Well that was a glorious weekend, huh?
But it's back to work as the first contested Chinese Drywall case gets underway in New Orleans:
The trial is expected to last a week.
"This will be the first contested trial," said Steve Herman, an attorney representing the Hernandez family.
That leaves the Hernandez family standing in for the 2,100 others around the country involved in the litigation. Big court cases involving lots of parties often use "test trials" or "bellwether trials" to try to work through the issues without trying every individual case.

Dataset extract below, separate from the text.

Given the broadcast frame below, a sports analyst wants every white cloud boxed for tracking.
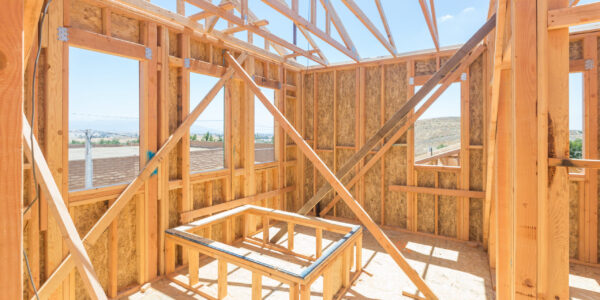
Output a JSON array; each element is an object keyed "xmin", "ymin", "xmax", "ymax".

While the Hernandez case doesn't have any direct legal influence on the other cases, what the court decides about what needs to be done to fix the Hernandez home and how much it will cost to make those repairs could help establish values that will guide settlement discussions in the rest of the cases.
"Their significance is magnified because there are so many similar cases with common elements," Herman said of test cases. "It's something that facilitates settlement, because it gives the parties and the court guidance on what the cases are worth."
In other MDL news, Julie Kay reports on Judge King's denial of several motions to dismiss in the checking overdraft cases:
“It’s a really important decision because these banks fought long and hard to get this knocked out at the dismissal stage,” said Bobby Gilbert, a partner at Alters Boldt Brown Rash Culmo in Miami and co-lead counsel on the case with Bruce Rogow, “The entire order is a major step forward for us ... allowing us to proceed to the discovery stage.”I posted the order above.
Miami attorney Barry Davidson of Hunton & Williams, who represents Wachovia, declined comment, as did Aaron Schur of Aaron & Porter in San Francisco, who represents Bank of America.
Hey, that's weird -- I just wrote an entirely snark-free post!